With respect to mechanisms of aging Peter Diamandis of Singularity Hub/Singularity University came out with a note on Sunday, January 12, which observed that “Now, exponential technologies like artificial intelligence, 3D printing and sensors, as well as tremendous advancements in genomics, stem cell research, chemistry and many other fields, are beginning to tackle the fundamental issues of why we age.”  We expect these technologies will lead to substantial expansions of post-65 life expectancies. 

The implications of demographic changes related to longer post-65 life expectancies are pretty clear, in our view: a higher proportion of retired individuals to work-age population, more pressure on pensions, and other related factors. This patterns will not happen overnight but are worth following in terms of the impact on demographic trends and credits. 

Credit implications: The implications of demographic changes related to longer post-65 life expectancies are pretty clear, in our view: a higher proportion of retired individuals to work-age population, more pressure on pensions, and other related factors. These patterns will not happen overnight but are worth following in terms of the impact on demographic trends and credits. In the meantime, significantly longer post-retirement age life expectancies will increase governmental costs for caring for the elderly, while also providing additional jobs in this sector. 

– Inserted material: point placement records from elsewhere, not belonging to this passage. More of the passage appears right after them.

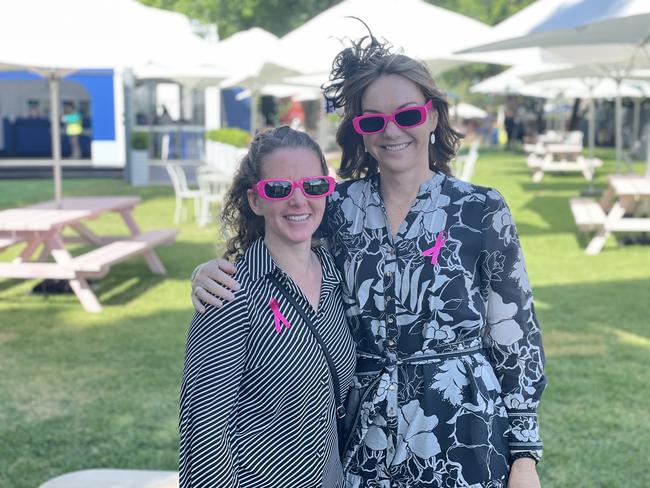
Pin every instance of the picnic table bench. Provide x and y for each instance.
(41, 226)
(619, 210)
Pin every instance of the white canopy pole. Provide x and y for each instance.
(647, 151)
(56, 135)
(636, 122)
(619, 125)
(592, 122)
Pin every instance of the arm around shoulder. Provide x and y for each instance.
(513, 337)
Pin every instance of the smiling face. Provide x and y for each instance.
(292, 221)
(395, 149)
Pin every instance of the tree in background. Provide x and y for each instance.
(282, 16)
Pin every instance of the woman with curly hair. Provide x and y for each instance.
(266, 374)
(449, 353)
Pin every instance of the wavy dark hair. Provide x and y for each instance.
(238, 217)
(353, 70)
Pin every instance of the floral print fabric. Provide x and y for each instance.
(449, 354)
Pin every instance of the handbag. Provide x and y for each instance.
(340, 410)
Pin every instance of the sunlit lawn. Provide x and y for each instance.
(80, 391)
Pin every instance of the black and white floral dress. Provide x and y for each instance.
(449, 353)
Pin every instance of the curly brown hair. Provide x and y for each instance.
(353, 70)
(238, 216)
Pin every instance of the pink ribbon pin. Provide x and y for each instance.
(434, 251)
(278, 318)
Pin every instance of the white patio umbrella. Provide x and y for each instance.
(467, 111)
(55, 39)
(254, 59)
(422, 30)
(188, 75)
(584, 32)
(602, 81)
(572, 27)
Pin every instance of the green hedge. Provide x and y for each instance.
(229, 135)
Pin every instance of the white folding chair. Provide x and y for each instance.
(182, 192)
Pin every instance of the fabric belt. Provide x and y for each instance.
(371, 363)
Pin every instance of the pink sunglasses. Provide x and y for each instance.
(404, 118)
(282, 189)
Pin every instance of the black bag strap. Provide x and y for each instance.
(338, 399)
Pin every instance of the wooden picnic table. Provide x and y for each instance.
(622, 208)
(41, 226)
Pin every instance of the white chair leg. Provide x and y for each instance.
(177, 210)
(197, 211)
(597, 243)
(205, 212)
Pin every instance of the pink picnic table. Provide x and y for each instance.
(41, 226)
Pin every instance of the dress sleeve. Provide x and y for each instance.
(214, 364)
(513, 337)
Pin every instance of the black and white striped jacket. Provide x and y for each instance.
(257, 405)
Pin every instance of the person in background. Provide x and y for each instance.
(73, 128)
(450, 363)
(265, 375)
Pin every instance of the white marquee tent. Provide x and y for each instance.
(57, 38)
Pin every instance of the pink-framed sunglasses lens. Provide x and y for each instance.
(282, 189)
(405, 118)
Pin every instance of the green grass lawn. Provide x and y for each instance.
(80, 390)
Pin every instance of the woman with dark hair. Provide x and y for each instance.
(449, 353)
(265, 375)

IV. Declining fertility rates 

In a new report last week from the Centers for Disease Control and Prevention, it was made clear that U.S. fertility rates are now well below the break-even level that, ex-immigration, would keep US population levels steady. 

According to the report, “The 2017 TFR for the United States of 1,765.5 was 16% below what is considered the level for a population to replace itself (2,100.0). For overall population, only two states, South Dakota and Utah, had TFRs above replacement level. Among non-Hispanic white women, no states had a TFR above the replacement level (Utah was 2,099.5); among non-Hispanic black women, 12 states had TFRs above replacement; and among Hispanic women, 29 states had TFRs above 2,100.0. Although nearly all states lack a TFR that indicates their total population will increase due to births, these results demonstrate that there is variation in fertility patterns within states among groups according to race and Hispanic origin.”

This study shows the importance of continued reliance on immigration, particularly when considered in conjunction with the extension of post-retirement life expectancies discussed above. 

Credit implications: As was discussed in some detail at the MAGNY meeting, state and local governments will come under continued pressure as the ratio of working-age individuals to retirees continues to decline. This  is a very long-term trend, but one with likely considerable implications. On the other hand, a reduction in working age individuals is likely to offset some of the potential pressures on jobs related to technological change. 

V. Two other factors for future discussion

We intend to return to two other major factors that are, in our view, going to affect demographic patterns. The first is climate change, which will, we expect lead to significant changes in where people live and economies flourish, on a state and local basis. 

The second is impending changes in the role and functioning of automotive transportation, including:

  • A transition to electric automated vehicles (EAVs);

  • More use of shared and leased vehicles that reduce the needed number of vehicles and vehicle manufacturing; and,

  • Less use of carbon-based fuels. 

These transitions will not happen overnight, of course, but we suspect that the recent bad news on climate change will, over time, lead to policy disruptions that create policy incentives for acceleration of the move toward EAVs. Demographically, of course, climate change, pressure on fossil fuel use and possible reduction in new auto manufacturing count will all affect regions, states and cities.   More about this in the future.  


We believe that the demographic changes we discuss are a) going to happen, and b) going to affect federal, state, and local governmental policies, and, c) going to affect credit strength and weakness of various state and local governments. We will be back with further discussion of these factors.